The conditional probability that someone used a laptop given they passed the exam is 0.33, or a 33% chance:
$$ \begin{aligned} p(\text{laptop|pass}) &= \frac{p(\text{laptop ∩ pass})}{p(\text{pass})} \\
&= \frac{{24}/{100}}{{73}/{100}} \\
&= \frac{0.24}{0.73} \\
&= 0.33 \end{aligned}$$`
The conditional probability that someone didn’t use a laptop in class given they passed the exam is 0.67 or a 67% chance.

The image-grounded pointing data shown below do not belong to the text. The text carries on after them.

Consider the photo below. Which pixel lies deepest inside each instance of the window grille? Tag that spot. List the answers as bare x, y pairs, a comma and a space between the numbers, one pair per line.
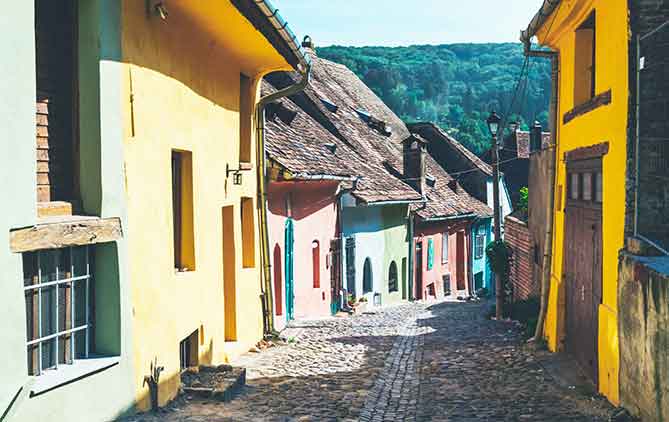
57, 285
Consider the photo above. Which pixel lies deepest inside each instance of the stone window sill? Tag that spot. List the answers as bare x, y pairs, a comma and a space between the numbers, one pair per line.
66, 374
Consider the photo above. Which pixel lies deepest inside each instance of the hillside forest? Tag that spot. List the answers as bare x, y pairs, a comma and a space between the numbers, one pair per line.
454, 85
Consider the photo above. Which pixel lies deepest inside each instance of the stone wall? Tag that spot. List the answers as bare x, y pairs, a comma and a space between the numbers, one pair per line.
652, 197
518, 237
643, 294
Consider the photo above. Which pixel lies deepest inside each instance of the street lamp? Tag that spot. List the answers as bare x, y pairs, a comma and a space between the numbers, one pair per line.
493, 123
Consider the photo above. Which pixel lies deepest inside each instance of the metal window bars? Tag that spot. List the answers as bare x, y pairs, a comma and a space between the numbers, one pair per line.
48, 317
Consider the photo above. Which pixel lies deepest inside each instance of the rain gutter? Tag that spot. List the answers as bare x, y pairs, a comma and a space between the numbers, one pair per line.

$$ \begin{aligned} p(\text{no laptop|pass}) &=\frac{p(\text{no laptop ∩ pass})}{p(\text{pass})} \\
&=\frac{{49}/{100}}{{73}/{100}} \\
&=\frac{0.49}{0.73} \\
&=0.67 \end{aligned}$$`
Task 4.10
Using the data in Table 4.1 (reproduced), what are the posterior odds of someone using a laptop in class (compared to not using one) given that they passed the exam?
The posterior odds are the ratio of the posterior probability for one hypothesis to another. In this example it would be the ratio of the probability that a used a laptop given that they passed (which we have already calculated above to be 0.33) to the probability that they did not use a laptop in class given that they passed (which we have already calculated above to be 0.67). The value turns out to be 0.49, which means that the probability that someone used a laptop in class if they passed the exam is about half of the probability that someone didn’t use a laptop in class given that they passed the exam.
$$ \begin{aligned} \text{posterior odds} &= \frac{p(\text{hypothesis 1|data})}{p(\text{hypothesis 2|data})} \\
&= \frac{p(\text{laptop|pass})}{p(\text{no laptop| pass})} \\
&= \frac{0.33}{0.67} \\
&= 0.49 \end{aligned}$$`